Quella odierna era una giornata attesissima. Sul tracciato di Al Sakhir infatti, è avvenuto il battesimo del fuoco di Mick Schumacher sulla Ferrari. Per il figlio d’arte si trattava della prima volta assoluta a bordo di una Formula 1 e farlo con la rossa ha un sapore molto speciale. Enorme la commozione del box alla sua prima uscita, con la mamma Corinna visibilmente commossa ricordando l’epopea di Michael. Molto positiva la sua giornata, dal momento che ha messo insieme 66 giri senza commettere errori. Dal punto di vista cronometrico, Mick è stato a lungo in testa grazie al tempo di 1’29’’976, prima di essere scavalcato dalla Red Bull targata Honda di Max Verstappen. L’olandese ha fatto il crono a pochi minuti dalla bandiera a scacchi calzando la mescola C3, mentre il figlio d’arte ha utilizzato la più morbida C5. Questo nulla toglie all’ottima prestazione di Mick, che domani sarà ancora in macchina ma sull’Alfa Romeo Racing. Sulla SF90 salirà invece Sebastian Vettel, voglioso di rifarsi dal grave errore commesso domenica.
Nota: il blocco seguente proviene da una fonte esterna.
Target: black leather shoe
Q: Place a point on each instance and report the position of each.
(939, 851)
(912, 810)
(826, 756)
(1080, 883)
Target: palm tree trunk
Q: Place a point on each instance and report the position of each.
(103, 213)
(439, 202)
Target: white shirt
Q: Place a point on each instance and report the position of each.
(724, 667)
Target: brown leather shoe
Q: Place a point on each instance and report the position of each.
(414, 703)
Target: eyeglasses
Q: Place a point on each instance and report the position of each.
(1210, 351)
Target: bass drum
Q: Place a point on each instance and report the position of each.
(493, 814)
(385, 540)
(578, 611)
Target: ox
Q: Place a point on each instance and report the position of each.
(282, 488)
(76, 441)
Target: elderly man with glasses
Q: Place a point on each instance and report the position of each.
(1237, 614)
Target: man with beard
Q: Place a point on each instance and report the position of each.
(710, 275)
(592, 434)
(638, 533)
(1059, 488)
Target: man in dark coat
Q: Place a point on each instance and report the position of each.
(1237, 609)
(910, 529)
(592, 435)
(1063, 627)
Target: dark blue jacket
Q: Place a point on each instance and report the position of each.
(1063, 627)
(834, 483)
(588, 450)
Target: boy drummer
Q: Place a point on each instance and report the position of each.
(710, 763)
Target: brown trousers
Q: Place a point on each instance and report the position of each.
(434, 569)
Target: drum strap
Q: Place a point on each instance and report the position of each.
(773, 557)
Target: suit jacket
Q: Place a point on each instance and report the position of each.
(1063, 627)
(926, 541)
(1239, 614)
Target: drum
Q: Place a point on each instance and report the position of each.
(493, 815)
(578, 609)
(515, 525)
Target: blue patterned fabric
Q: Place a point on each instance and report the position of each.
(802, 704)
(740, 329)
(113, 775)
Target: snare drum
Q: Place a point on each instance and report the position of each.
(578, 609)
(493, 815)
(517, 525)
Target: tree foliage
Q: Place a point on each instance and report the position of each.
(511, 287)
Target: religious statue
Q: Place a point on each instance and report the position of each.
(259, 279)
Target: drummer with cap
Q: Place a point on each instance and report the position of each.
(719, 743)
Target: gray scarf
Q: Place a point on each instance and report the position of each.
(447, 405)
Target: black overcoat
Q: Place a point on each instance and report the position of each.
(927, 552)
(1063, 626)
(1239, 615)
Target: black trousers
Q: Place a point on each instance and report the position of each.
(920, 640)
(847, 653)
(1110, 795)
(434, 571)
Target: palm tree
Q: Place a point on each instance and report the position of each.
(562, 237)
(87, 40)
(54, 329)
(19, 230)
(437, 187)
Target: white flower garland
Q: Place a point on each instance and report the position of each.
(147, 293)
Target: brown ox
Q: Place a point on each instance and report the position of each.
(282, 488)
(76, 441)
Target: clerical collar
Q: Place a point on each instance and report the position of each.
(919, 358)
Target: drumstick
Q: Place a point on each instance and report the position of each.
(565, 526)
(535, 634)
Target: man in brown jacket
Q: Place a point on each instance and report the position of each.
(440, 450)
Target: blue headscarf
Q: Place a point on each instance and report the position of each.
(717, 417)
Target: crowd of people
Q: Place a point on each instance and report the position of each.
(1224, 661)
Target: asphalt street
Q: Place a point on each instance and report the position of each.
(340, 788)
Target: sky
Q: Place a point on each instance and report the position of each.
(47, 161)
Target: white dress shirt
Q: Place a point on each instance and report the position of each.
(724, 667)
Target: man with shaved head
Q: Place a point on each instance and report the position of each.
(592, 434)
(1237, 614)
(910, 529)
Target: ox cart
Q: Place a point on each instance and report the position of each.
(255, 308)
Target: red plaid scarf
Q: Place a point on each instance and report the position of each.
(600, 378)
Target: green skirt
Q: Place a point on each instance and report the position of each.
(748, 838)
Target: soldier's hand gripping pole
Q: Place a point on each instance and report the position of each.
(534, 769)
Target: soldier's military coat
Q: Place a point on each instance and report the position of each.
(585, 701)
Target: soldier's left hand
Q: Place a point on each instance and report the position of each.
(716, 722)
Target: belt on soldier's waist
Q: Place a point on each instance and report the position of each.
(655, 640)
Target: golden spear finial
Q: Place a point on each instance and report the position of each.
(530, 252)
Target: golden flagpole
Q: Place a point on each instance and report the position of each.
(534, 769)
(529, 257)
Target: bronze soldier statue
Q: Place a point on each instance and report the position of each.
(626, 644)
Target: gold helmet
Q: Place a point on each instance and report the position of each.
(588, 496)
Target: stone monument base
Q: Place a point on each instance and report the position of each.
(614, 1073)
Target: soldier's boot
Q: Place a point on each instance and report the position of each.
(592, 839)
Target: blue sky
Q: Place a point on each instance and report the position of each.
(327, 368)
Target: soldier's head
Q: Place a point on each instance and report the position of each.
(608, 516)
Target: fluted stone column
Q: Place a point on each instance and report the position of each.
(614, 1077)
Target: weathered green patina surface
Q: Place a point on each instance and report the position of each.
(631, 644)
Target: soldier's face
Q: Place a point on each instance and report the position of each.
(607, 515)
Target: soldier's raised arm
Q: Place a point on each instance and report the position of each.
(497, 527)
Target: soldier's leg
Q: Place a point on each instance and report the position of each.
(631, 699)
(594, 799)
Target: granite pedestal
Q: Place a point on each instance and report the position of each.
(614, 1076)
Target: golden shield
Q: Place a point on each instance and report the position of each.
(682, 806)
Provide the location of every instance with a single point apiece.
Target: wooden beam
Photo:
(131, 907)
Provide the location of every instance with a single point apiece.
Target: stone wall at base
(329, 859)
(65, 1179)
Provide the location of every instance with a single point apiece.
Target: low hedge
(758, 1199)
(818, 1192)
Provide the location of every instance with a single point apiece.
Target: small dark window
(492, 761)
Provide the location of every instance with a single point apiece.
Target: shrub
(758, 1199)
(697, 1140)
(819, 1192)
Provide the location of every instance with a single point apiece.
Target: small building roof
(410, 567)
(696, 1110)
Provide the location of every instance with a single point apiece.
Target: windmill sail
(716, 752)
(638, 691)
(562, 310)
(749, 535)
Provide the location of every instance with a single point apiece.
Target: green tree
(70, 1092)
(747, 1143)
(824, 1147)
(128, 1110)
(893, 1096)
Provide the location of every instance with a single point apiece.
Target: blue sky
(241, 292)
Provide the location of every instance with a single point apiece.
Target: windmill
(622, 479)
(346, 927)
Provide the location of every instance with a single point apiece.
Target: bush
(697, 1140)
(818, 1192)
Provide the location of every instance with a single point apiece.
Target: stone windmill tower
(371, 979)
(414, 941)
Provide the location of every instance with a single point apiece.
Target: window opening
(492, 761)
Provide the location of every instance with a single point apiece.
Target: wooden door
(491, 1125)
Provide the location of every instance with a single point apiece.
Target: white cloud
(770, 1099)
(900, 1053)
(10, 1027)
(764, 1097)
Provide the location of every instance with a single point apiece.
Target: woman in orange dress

Alle spalle dei primi due, al terzo posto troviamo la Mclaren del sempre più competitivo Lando Norris, autore di un 1’30’’800 anche lui con la C3. Segue la Haas di Romain Grosjean che aveva condotto le danze nel turno mattutino. Dietro al francese c’è la Toro Rosso-Honda di Alexander Albon, mentre è solo sesto Lewis Hamilton. Il campione del mondo è stato però molto attivo al volante della Mercedes #44, completando ben 77 tornate, la migliore delle quali in 1’31’’156.

Settima la Renault di Ricciardo davanti alla Racing Point di Stroll, mentre è solo decimo Antonio Giovinazzi con l’Alfa Romeo Racing. Un altro grande nome atteso oggi era quello di Fernando Alonso, tornato al volante della Mclaren per questi test. Undicesimo tempo per lo spagnolo in 1’32’’207, ma questo solo perché la sua vettura era destinata allo sviluppo delle future gomme Pirelli. Non cambia la musica per le Williams, con Kubica e Russell. I due si trovano in fondo alla classifica, con in mezzo Kvyat.